Comme Miley Cyrus et de nombreuses autres avant elle, Britney Jean Spears est propulsée sur le devant de la scène par le biais de l’écurie Disney. Elle n’a que 8 ans lorsque sa maman la traîne à sa première audition pour le Mickey Mouse Club, une émission de télévision pour enfants. Recalée, elle rejoint la fabrique à célébrités trois ans plus tard aux côtés d’illustres collègues: Christina Aguilera, Ryan Gosling et Justin Timberlake. Derrière les paillettes, c’est le turbin du matin au soir pour ces stars juniors qui, en conséquence, passent à côté de leur enfance. La genèse de Britney Spears s’opère dans une alchimie iconographique qui n’est pas sans rappeler la star ultime, Marilyn Monroe. «La blondeur de Monroe renvoie à l’innocence, elle est souvent liée à la blancheur de sa peau. Par contre, ses lèvres sont souvent très rouges, observe Charles-Antoine Courcoux. Son iconographie conjugue à la fois les symboles de l’angélisme et du désir sexuel.

En ce sens, Spears s’inscrit, à la fin des années 90, dans la lignée de Monroe dans les années 50. Sa sensualité s’affirme via l’érotisme de ses chorégraphies, tandis que son innocence s’exprime par sa jeunesse, sa blondeur et, surtout, dans son discours conservateur. Rappelons qu’elle vient d’une communauté chrétienne et affirme être vierge. Elle a cette aura de l’Amérique républicaine renaissante de la fin des années Clinton.»
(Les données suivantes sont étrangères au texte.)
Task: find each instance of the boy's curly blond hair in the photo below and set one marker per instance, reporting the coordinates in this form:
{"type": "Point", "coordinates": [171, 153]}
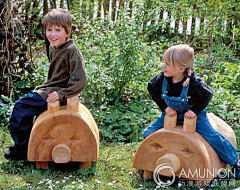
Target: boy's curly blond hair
{"type": "Point", "coordinates": [59, 17]}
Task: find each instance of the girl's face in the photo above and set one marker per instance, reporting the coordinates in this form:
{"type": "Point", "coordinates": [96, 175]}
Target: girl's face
{"type": "Point", "coordinates": [56, 35]}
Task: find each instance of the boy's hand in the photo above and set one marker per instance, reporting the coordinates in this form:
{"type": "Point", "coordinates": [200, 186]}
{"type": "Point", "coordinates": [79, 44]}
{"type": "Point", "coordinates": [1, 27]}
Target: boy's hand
{"type": "Point", "coordinates": [190, 114]}
{"type": "Point", "coordinates": [52, 97]}
{"type": "Point", "coordinates": [171, 112]}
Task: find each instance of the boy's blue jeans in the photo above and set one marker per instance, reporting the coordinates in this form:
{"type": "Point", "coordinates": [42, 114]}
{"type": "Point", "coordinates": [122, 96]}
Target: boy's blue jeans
{"type": "Point", "coordinates": [222, 146]}
{"type": "Point", "coordinates": [22, 118]}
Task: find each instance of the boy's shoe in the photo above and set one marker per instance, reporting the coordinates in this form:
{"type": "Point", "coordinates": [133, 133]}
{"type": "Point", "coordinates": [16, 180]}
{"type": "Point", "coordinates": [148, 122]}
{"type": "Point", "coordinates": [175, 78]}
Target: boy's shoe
{"type": "Point", "coordinates": [236, 170]}
{"type": "Point", "coordinates": [16, 153]}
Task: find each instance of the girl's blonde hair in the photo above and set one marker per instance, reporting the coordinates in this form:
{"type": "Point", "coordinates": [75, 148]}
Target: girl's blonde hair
{"type": "Point", "coordinates": [181, 55]}
{"type": "Point", "coordinates": [59, 17]}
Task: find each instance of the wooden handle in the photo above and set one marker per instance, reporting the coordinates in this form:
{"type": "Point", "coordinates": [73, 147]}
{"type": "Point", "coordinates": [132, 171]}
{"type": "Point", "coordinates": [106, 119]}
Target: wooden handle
{"type": "Point", "coordinates": [171, 160]}
{"type": "Point", "coordinates": [53, 106]}
{"type": "Point", "coordinates": [170, 122]}
{"type": "Point", "coordinates": [61, 153]}
{"type": "Point", "coordinates": [73, 103]}
{"type": "Point", "coordinates": [189, 125]}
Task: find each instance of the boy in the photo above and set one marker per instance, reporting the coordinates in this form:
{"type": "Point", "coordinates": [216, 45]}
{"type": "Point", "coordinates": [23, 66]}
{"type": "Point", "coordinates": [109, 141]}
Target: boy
{"type": "Point", "coordinates": [66, 78]}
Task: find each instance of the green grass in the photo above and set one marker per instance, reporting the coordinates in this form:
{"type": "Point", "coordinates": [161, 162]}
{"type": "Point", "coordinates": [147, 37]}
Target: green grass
{"type": "Point", "coordinates": [113, 170]}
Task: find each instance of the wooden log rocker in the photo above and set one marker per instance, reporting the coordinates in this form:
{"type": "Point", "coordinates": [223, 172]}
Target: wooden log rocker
{"type": "Point", "coordinates": [182, 149]}
{"type": "Point", "coordinates": [64, 134]}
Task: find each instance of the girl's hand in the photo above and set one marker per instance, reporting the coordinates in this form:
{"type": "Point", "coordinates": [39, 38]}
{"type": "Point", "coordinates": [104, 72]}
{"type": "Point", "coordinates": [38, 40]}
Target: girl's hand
{"type": "Point", "coordinates": [52, 97]}
{"type": "Point", "coordinates": [190, 114]}
{"type": "Point", "coordinates": [170, 112]}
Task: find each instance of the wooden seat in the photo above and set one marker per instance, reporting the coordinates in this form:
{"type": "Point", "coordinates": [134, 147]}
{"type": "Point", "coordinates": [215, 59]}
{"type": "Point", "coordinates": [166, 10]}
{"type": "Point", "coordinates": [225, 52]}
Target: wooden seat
{"type": "Point", "coordinates": [183, 149]}
{"type": "Point", "coordinates": [64, 134]}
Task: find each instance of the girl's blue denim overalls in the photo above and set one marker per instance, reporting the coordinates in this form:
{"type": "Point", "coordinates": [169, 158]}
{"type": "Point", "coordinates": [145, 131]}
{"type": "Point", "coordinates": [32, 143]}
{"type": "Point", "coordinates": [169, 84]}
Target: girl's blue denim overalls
{"type": "Point", "coordinates": [222, 146]}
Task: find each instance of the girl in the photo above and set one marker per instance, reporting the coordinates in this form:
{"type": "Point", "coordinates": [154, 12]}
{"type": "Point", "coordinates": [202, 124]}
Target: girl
{"type": "Point", "coordinates": [177, 90]}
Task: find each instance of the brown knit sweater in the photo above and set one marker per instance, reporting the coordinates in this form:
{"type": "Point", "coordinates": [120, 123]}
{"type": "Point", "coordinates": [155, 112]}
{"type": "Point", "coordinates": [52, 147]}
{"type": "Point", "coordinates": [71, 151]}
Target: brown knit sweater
{"type": "Point", "coordinates": [66, 74]}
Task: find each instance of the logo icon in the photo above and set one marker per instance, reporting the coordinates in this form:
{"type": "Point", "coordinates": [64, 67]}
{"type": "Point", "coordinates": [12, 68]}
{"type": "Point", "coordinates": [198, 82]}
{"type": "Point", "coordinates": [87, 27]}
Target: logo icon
{"type": "Point", "coordinates": [156, 175]}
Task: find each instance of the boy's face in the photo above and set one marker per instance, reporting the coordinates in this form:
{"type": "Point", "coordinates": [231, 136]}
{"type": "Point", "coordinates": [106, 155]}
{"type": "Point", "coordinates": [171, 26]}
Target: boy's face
{"type": "Point", "coordinates": [56, 35]}
{"type": "Point", "coordinates": [170, 70]}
De l’épiphanie à la descente aux enfers

Le décor est planté, Britney Spears ensorcelle le monde en mode Lolita, aligne les hits et fait de ses grognements et de son souffle lascif sa marque de fabrique. Ce sont les années 2000, la téléréalité explose partout dans le monde. En France, Loana vampe la première saison de Loft Story, sur M6, avec ses semelles compensées en liège, ses tops crochetés et son célèbre barbotage dans la piscine en bonne compagnie. «Il ne faut pas oublier que le processus de starification est fragile, souligne l’historien du cinéma. En étant surexposé, on a vite fait de passer du statut de monstre sacré à celui de monstre tout court, de l’objet de gloire à l’abjection. D’un coup, la sacralisation devient une disqualification dégradante.»
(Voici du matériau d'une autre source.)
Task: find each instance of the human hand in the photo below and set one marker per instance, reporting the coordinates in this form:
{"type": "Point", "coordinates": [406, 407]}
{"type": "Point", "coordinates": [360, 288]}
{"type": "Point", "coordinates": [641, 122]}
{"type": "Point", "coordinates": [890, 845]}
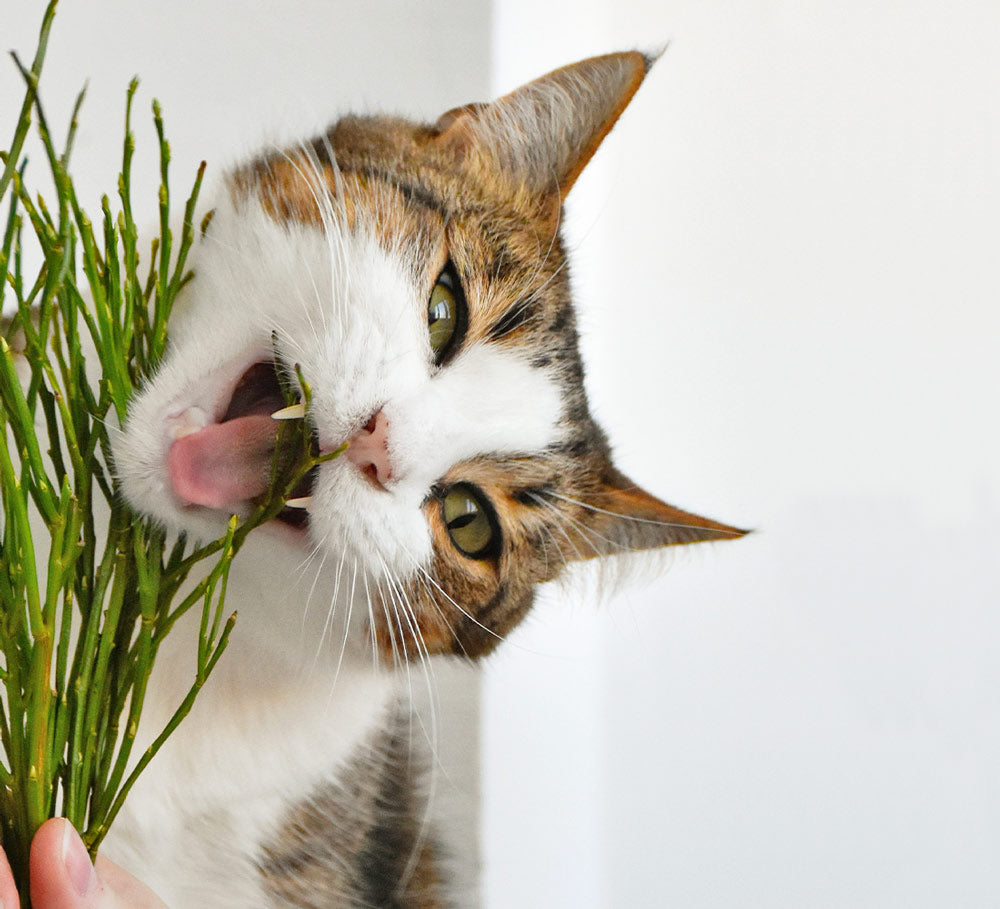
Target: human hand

Lessivée, humiliée par les infidélités du père de ses enfants, Britney divorce et dérive au gré des nuits les plus obscures avec de mauvaises fréquentations. Ne parvenant pas à prendre soin d’elle, comment pourrait-elle prendre soin de ses deux fils? Alors elle craque et tond sa chevelure. Tout un symbole. «C’est le passage de l’ange au démon, notamment lorsqu’elle endommage la voiture du paparazzi qui la suit. Encore une fois, il s’agit d’une construction, précise-t-il. C’est un récit qui permet aux médias d’ajouter un chapitre, de surdramatiser un événement pour en faire un bouc émissaire de la défaite.

On peut également y voir un symbole fort de radicalité, qui fait écho aux images puissantes des deux stars féminines rasées des années 90: Sigourney Weaver dans Alien 3 (1992) et Demi Moore, pour G.I. Jane (1997).»

Marilyn Monroe, la star des stars

De son côté, Dominique Besnehard, agent de stars et producteur de la série Dix pour cent, s’exclame: «Toutes les stars sont de fausses blondes! Mais le plus grand mythe du cinéma mondial, c’est Marilyn. Elle est fragile et forte en même temps. Elle joue avec ses blessures, ses failles. On a envie de la protéger. Tous les hommes sont tombés amoureux d’elle et de sa blondeur flamboyante.» Flanquée de la brune et rusée Jane Russell dans Les hommes préfèrent les blondes (1953), Monroe n’a jamais réussi à se débarrasser du cliché de la ravissante idiote qui lui collait à la peau dans une industrie dirigée par des hommes. A ce propos, Charles-Antoine Courcoux rappelle qu’il existe une relecture queer du film, qui suppose que le long-métrage serait en fait une ode à la bisexualité: «Une fois qu’on lit cette analyse, il est difficile de le voir autrement…» Ou comment mieux faire la nique au système qui vous enferme dans une case trop étriquée?